А что знаете вы о Светке? - продолжал внутренний монолог Борис, обводя жующих соседей по столу бычьим взглядом. - Ничего вы не знаете! Было, видите ли, у нее все - много и сразу. А что было-то? Кто поинтересовался: любила ли она своего мужа, любил ли он ее, - так, как она хотела, мечтала? А?... Наплевать вам на все. Вам и слова-то эти - любил, любила - чужды. При вас и произносить-то их страшно - засмеете! Никому из вас в голову не может придти, что человеку бывает невмоготу без понимания, без нормального общения, без чистой, высокой цели... Что чем жить так, лучше не жить вовсе!... Вы говорите, что она была безвольной женщиной... Нет, уважаемые, она была сильным человеком, ибо только сильные способны на поступки, такие поступки, какой совершила она, уйдя... Вы же будете цепляться за жизнь в любой ситуации, будете прозябать, гнить заживо, продолжать никчемное тление... Потому что вы ногтя ее не стоите, потому что вы безвольная трусливая толпа. И я... Такой же, как и вы. Я - один из вас... Зачем вы живете, зачем живу я?...
Борис перешел на себя. И ему стало себя жалко. Глаза переполнились влагой, он опустил голову, приложил ладонь к переносице. Он оглох - вокруг только гул. Две росинки упали в тарелку.
Кто-то, перегнувшись через стол, трогал его за свободную руку, безвольно лежащую на скатерти. Он боялся оторвать ладонь от лица, но из-под этого козырька проявилась, из самого гула, маленькая крепкая загорелая рука, уродливо преломленная слезящимся взглядом. Шершавые пальцы гладили его, казалось, воспаленную сейчас, чувствительную как никогда, до боли от легкого прикосновения, кожу. Он постарался проморгаться. Такие знакомые пальцы! Вспомнил: это была рука, которая отбирала на кладбище лопату. Он отдернул свою ладонь, смял в кулак и прижал к груди.
- Не плачь!... Ну же. Ничего. Все проходит. Пройдет, ну что поделаешь! Надо жить дальше. Господь терпел и нам велел. - Женщина той же рукой потрепала его, а потом погладила по голове. - Перестань, на поминках нельзя плакать. Провожать нужно... весело, - да, да!... - она повертела головой направо и налево, обращаясь к соседям по столу: - Душе там и так тяжело!... Пойдем отсюда, - она слегка потянула Бориса за плечо на себя, - пойдем-ка со мной, хватит!
Она вышла из-за стола, забрала детей и направилась к выходу.
Борис наскоро вытер глаза. Обратился к людям, сидящим рядом:
- Кто это?... Куда она меня позвала? Что она здесь делает, какое имеет право!... - от слез он стал еще пьянее.

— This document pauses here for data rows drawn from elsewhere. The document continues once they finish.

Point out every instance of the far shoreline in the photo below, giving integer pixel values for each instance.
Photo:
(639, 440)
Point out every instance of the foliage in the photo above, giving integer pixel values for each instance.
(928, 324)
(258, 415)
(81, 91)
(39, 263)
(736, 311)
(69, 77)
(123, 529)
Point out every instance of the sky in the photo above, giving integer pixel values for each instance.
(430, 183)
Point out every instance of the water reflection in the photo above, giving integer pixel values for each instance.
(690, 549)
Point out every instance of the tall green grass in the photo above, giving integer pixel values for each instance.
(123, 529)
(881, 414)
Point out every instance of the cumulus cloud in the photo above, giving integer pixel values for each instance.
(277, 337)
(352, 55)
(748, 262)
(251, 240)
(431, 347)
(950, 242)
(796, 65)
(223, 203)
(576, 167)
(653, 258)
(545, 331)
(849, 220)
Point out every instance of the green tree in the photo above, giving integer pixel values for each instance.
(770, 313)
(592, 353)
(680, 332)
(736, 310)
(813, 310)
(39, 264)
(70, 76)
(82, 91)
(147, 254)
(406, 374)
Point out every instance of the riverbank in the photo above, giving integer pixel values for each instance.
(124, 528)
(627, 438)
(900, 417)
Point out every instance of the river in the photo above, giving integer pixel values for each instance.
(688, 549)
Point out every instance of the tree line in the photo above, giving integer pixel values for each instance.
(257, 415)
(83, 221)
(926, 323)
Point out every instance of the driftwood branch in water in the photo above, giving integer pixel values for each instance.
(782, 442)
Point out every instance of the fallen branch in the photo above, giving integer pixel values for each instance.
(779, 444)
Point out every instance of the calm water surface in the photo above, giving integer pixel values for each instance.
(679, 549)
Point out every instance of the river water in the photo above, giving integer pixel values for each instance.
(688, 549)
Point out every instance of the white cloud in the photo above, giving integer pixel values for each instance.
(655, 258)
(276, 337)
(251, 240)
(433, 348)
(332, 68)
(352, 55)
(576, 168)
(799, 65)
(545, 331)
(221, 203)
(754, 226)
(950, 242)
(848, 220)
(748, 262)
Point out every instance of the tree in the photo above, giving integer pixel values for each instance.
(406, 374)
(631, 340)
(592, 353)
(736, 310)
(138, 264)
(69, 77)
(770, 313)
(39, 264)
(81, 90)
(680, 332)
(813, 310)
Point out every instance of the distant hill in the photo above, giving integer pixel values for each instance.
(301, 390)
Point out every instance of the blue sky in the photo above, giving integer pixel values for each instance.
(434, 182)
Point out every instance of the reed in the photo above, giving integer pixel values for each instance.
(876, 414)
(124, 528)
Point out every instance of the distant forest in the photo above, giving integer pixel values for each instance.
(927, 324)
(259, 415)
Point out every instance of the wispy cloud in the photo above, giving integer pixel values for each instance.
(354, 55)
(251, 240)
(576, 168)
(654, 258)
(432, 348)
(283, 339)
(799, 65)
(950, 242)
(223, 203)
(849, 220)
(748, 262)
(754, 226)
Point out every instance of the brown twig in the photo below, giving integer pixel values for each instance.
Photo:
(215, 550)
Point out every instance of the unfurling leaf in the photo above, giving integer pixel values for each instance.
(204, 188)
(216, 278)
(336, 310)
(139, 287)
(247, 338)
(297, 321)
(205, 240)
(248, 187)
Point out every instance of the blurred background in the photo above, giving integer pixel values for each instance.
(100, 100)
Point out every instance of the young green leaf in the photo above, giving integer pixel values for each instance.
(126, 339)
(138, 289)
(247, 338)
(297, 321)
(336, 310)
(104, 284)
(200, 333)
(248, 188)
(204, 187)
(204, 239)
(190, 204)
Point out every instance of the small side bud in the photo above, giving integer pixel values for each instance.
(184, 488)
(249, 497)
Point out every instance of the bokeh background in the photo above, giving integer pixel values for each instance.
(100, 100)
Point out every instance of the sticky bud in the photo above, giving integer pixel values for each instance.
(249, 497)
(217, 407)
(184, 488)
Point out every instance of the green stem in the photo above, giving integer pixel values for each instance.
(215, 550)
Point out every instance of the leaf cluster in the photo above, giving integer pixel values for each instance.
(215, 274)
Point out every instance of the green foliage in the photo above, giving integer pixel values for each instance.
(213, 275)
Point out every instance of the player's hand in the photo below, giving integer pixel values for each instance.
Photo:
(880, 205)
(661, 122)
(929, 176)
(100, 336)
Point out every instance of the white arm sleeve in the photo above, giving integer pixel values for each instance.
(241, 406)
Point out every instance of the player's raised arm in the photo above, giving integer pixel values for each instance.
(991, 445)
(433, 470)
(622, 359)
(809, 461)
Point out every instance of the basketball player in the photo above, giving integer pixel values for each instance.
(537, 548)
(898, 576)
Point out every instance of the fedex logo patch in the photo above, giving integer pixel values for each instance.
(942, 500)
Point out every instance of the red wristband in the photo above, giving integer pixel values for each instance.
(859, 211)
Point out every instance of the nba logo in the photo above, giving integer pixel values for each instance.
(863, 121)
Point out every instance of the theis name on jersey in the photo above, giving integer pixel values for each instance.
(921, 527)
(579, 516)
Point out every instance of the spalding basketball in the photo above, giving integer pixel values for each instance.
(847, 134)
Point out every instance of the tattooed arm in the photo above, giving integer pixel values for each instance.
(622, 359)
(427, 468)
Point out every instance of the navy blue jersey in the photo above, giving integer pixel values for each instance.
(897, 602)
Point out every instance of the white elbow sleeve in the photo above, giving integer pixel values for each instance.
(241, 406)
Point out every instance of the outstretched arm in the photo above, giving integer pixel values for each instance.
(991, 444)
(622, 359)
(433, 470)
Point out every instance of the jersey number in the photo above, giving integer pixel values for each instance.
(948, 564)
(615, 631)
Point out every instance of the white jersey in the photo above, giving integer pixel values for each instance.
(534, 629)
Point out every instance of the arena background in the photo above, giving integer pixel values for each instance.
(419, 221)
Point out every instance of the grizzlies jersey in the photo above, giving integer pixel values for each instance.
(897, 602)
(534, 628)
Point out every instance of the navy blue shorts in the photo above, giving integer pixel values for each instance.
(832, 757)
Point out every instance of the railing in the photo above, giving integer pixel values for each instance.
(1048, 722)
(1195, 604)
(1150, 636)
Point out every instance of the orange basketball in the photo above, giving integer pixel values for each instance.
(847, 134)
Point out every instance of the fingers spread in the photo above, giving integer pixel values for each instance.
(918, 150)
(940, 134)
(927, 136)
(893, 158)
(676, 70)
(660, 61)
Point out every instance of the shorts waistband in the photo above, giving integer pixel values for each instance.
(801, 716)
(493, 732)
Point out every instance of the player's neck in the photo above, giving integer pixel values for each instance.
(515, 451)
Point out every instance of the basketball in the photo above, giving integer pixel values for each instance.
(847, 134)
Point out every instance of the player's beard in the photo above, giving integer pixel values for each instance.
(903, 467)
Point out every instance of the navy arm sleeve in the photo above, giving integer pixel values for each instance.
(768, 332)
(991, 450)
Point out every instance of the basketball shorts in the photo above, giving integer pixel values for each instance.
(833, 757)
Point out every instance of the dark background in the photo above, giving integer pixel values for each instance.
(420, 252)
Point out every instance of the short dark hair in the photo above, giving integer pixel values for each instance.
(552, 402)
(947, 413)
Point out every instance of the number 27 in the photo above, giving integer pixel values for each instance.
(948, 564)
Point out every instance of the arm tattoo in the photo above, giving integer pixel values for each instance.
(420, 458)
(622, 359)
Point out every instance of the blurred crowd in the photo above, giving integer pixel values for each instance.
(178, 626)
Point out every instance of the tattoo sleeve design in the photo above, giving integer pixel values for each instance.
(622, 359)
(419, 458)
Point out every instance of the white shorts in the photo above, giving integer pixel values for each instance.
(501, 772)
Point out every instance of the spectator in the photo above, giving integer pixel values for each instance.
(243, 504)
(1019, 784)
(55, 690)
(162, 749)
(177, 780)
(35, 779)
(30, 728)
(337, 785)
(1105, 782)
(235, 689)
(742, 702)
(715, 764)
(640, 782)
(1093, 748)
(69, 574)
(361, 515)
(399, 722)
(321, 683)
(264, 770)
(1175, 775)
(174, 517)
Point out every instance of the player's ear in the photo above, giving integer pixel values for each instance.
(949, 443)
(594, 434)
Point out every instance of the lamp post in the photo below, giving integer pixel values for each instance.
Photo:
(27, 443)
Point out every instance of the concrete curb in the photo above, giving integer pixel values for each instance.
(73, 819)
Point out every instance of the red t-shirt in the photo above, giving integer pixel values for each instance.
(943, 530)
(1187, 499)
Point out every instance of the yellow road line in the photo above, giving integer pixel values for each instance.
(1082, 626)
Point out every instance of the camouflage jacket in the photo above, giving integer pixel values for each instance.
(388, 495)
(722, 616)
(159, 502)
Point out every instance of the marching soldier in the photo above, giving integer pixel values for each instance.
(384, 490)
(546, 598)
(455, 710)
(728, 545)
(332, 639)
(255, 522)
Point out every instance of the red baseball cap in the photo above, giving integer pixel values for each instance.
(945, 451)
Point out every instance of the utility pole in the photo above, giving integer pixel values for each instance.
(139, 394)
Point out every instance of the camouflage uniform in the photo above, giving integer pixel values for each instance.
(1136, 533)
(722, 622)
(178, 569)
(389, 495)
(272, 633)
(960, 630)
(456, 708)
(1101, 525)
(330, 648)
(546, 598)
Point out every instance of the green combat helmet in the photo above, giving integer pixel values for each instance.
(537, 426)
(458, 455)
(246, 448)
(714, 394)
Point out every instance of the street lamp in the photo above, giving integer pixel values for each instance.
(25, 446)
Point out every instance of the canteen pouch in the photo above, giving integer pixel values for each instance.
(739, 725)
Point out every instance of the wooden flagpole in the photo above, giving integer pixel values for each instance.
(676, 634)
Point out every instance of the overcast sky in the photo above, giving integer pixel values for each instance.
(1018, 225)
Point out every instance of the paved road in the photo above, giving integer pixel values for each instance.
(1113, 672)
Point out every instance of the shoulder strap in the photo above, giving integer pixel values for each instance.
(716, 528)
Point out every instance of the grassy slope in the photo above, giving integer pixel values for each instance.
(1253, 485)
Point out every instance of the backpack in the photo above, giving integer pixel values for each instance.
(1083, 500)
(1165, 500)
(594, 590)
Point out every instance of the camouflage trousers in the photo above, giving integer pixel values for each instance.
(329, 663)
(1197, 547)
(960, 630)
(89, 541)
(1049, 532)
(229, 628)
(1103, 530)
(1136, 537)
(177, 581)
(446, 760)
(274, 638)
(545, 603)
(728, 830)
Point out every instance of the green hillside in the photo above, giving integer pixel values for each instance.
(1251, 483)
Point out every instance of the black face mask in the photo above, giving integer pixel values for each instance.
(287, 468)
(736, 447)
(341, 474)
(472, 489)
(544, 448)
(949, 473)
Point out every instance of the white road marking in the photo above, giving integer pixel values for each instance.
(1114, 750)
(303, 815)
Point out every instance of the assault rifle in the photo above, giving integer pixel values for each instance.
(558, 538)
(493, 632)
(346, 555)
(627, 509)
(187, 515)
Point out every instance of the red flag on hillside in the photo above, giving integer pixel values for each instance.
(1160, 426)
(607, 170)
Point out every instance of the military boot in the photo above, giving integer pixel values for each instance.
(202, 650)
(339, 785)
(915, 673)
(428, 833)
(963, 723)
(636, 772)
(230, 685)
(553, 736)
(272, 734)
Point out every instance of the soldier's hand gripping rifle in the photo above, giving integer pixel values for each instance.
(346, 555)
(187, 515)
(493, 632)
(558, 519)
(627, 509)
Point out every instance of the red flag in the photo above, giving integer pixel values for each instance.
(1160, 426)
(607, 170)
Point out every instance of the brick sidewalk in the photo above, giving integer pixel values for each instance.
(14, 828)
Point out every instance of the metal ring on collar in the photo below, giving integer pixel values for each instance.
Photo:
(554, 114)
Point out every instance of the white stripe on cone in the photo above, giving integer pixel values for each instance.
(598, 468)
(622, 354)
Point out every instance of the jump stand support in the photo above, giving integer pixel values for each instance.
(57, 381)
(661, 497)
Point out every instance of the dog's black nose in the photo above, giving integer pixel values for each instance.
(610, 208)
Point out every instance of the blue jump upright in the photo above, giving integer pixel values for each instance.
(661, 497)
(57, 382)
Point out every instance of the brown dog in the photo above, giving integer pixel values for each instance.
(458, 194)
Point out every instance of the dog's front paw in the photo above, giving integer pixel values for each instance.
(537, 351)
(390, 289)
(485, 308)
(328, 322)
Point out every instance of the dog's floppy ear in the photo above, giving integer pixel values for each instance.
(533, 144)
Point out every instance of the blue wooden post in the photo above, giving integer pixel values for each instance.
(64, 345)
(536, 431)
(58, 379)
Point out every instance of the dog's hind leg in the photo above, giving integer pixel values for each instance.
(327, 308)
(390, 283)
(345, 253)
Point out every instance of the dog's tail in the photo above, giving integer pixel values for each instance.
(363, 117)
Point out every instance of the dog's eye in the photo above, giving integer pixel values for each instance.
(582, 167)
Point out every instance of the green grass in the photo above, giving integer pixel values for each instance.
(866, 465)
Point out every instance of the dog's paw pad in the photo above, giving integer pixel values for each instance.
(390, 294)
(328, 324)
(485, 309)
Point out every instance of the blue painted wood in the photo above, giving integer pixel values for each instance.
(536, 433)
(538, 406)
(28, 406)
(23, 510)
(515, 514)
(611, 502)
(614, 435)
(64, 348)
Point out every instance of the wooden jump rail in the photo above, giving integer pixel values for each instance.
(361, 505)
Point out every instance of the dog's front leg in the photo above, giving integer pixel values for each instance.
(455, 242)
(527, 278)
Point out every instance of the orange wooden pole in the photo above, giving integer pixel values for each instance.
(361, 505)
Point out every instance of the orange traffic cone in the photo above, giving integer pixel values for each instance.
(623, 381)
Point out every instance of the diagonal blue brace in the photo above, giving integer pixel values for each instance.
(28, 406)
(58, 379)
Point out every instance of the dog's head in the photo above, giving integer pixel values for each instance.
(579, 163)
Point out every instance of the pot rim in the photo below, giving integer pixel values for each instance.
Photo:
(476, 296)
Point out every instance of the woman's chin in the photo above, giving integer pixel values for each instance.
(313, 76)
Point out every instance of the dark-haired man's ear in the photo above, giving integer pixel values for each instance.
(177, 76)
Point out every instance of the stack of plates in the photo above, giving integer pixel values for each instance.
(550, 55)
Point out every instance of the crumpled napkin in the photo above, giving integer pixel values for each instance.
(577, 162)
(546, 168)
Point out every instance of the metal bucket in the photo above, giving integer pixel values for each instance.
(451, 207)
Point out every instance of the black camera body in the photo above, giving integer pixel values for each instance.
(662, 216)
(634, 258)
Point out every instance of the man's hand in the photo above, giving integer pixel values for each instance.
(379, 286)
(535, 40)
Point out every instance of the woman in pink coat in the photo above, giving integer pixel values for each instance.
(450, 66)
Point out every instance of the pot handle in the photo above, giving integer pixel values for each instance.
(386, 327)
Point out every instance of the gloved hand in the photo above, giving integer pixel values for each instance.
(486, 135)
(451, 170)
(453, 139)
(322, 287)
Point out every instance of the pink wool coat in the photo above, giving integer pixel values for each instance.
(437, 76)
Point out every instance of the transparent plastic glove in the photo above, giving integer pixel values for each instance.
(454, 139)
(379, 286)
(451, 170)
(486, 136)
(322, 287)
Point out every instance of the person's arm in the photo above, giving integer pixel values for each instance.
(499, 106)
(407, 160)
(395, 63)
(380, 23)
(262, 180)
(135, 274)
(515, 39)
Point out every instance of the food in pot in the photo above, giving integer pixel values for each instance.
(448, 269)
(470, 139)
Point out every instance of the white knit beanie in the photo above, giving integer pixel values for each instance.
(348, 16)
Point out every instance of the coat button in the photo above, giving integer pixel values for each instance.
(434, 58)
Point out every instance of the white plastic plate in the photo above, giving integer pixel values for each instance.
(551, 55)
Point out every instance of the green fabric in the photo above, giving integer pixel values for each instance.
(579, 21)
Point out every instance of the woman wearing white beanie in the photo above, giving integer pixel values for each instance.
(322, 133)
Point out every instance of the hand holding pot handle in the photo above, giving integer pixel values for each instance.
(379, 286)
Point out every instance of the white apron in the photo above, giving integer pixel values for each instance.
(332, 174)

- Беженка это... С детями. - Кротко произнесла старушка по правую руку, обращаясь ко всем, кто на нее смотрел. Потом наклонилась поближе к Борису и почти зашептала на ухо: - Я почему знаю: она мне картошку копала. Нанимала я ее, у меня некому... Откуда-то с Кавказу - место забыла. Мужа убили, сама детдомовская, никому не нужна... Дом сгорел. Да. Временно здесь. Двигаются вот так - где как придется, поживут, подзаработают - и дальше. Считай пешком. Билеты нонче дорогие, я вон сколь к зятю не съезжу.
Борис тоже перешел на шепот:
- Куда двигаются? Куда здесь можно двигаться!... Что за Броуновское движение! Чему она детей учит, а?... Что с них будет - бродяжки?
Старушка махнула на него рукой, мол, постой, сейчас объясню:
- Где-то под Читой, что ли, в деревне какой-то... Заброшенной - все разъехались, три двора живых-то. Так вот. Свекровь там ее, мужная мать, слепая почти. Туда, значит, двигаются. Домик, грит, какой, пустой - много пустых-то, разъехались кругом... Возьмут домик-то, будут жить. А что огород, скотинку. Жить можно... Руки-ноги целые. А денег на билет нет, детям есть-пить надо. Вот и перебиваются. Пешком, считай. Где что кому подмогут... Все не милостыню просить Христа ради. Нет, даром ничего не просят...
Борис вышел на улицу.
Женщина и дети, хохоча и визжа, плескались под водопроводным краном. Они долго по очереди умывались, передавая друг другу коричневый обмылок, жадно мочили головы, шеи, руки. Когда женщина совершала свой моцион, дети вдвоем висли на рычаге крана. Обувь аккуратной чередкой стояла поодаль. Женщине хотелось раздеться, она весело кричала об этом детям, обмыться хотя бы по пояс. Но оборачиваясь на прохожих, она лишь, высоко поднимала плечи, сокрушенно вздыхала, и снова и снова наклонялась к струе, омывала открытые части тела.